Mary Placito, B.S.’15, is an account manager for STORY, Greenville, S.C., a leading digital marketing firm serving the Southeast. Brandon Sterner, B.S.’15, has been appointed president of Spot Coffee International. He will continue to serve as chief operating officer for the Buffalo, N.Y., management team. Brian Poliner, Ph.D.’16, is author of “Challenges and Responsibilities in Sustainable Education: Global Responses to Critical Issues,” a collection of research and discussions from varied perspectives that looks at global access to compulsory education and the essential role it plays in the eradication of poverty. He is also collaborating with a leading publisher to launch a new peer-reviewed journal in public administration and leadership to assist newly credentialed and graduating public policy professionals publish their research. Troy Dowdle, BBA’17, is a financial specialist at SWBR, a multidisciplinary design firm in Rochester, N.Y. Courtney Doxbeck, B.A.’17, is a doctoral candidate in educational psychology and quantitative methods in the University at Buffalo’s Department of Counseling, School, and Educational Psychology. She is also a statistics instructor at UB and conducts research in youth risk behaviors. Her current research on experiences of victimization and substance use disparities for sexual and gender minority student populations was published in the journal Addictive Behaviors. She also is developing a peer mentorship program which matches college-bound LGBTQ+ mentees with LGBTQ+ mentors at local universities. Andrew Parisian, MBA’17, was promoted to bank officer and wealth advisor at Canandaigua National Bank & Trust. He began his career in 2017 as a teller before moving into a financial services representative position. Linda Redfield Shakoor, Ph.D.’17, was recognized for Excellence in Global Nuclear Awareness by Marquis Who’s Who. She is a program director for World Life Institute’s education and humanitarian initiatives. She also teaches and is a consultant for its Global Nuclear Awareness program, through which she helps coordinate a curriculum focused on a range of issues, including radioactive contamination and surviving nuclear war.


CATCHING UP

John Anderson, BBA’18

John Anderson, BBA’18, was promoted to senior accountant in the tax department of Lumsden & McCormick, LLP, Buffalo, N.Y.

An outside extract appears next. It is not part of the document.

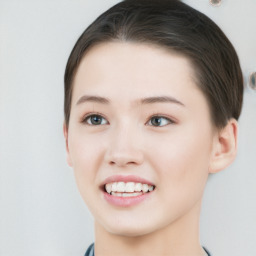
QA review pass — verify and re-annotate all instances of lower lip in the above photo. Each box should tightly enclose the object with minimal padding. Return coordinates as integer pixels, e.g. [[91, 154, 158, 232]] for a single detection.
[[104, 191, 153, 207]]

Robert Ruocco, MBA’20, CIO of Highmark Blue Cross Blue Shield of Western New York, was honored by Buffalo Business First as a top C-level executive, one of only 20 recognized as among Western New York’s most effective business leaders.

Callie Johnson, Ph.D.’18, was appointed by the Albright-Knox as its first director of communications and community engagement.

Taylor Rae Salat, B.S.’20, was appointed operations manager at the Best Western Extended Stay Hotel in Fishkill, N.Y.

Joseph Stabb, Ph.D.’18, is assistant professor of practice in the School of Advertising and Public Relations at the University of Tennessee, Knoxville. Joseph Jeffery, B.S.’19, is a licensed security officer at Hamilton College in Clinton, N.Y. Lita Keller, B.S.’19, is catering sales manager/ wedding coordinator for Omni Hotels & Resorts in Bedford, Pa. Baillie Latour, B.S.’19, is an account coordinator at Mason Digital, a marketing agency in Penfield, N.Y. Mikayla Miloshevski, B.S.’19, was promoted to operations coordinator at Hamister Groups Hilton Garden Inn Buffalo. She started her career with that organization in her freshman year at Niagara and most recently served as front office manager. Julianne Reese, B.S.’19, graduated from the University at Buffalo in 2021 with a master’s degree in social work. She is a children’s therapist at BestSelf Behavioral Health in Buffalo, N.Y.

2020s

Kelsey Araujo, B.S.’20, M.S.Ed.’21, is playing professional soccer with Le Havre AC in France’s Division 2 Feminin. Liam Cuddy, B.A.’20, wrote his first novel, “The Getaway People,” the story of a relationship that develops amid a commune of religious zealots in rural Colorado. Liam is pursuing his master’s degree in communication at the University of Delaware.

Sarah Webber, B.A.’20, is a first grade teacher at Pine Bush Elementary School in the Guilderland Central School District, Schenectady, N.Y.

Joseph, B.S.’08, MBA’11, and Amanda Moeller.

Michael Kelleher, BFA’21, is a freelance actor. In summer 2021, he played Bobby in “A Chorus Line” at OFC Creations Theatre in Rochester, N.Y., which was choreographed by NU theatre professor Terri Filips Vaughan. He reprised that same role in October with O’Connell & Company in Buffalo, N.Y.

Brooke McNamara, BBA’21

Brooke McNamara, BBA’21, joined the audit department at Lumsden McCormick after completing an internship.

Ryan, B.A.’10, M.S.Ed.’12, and Rebecca Coram.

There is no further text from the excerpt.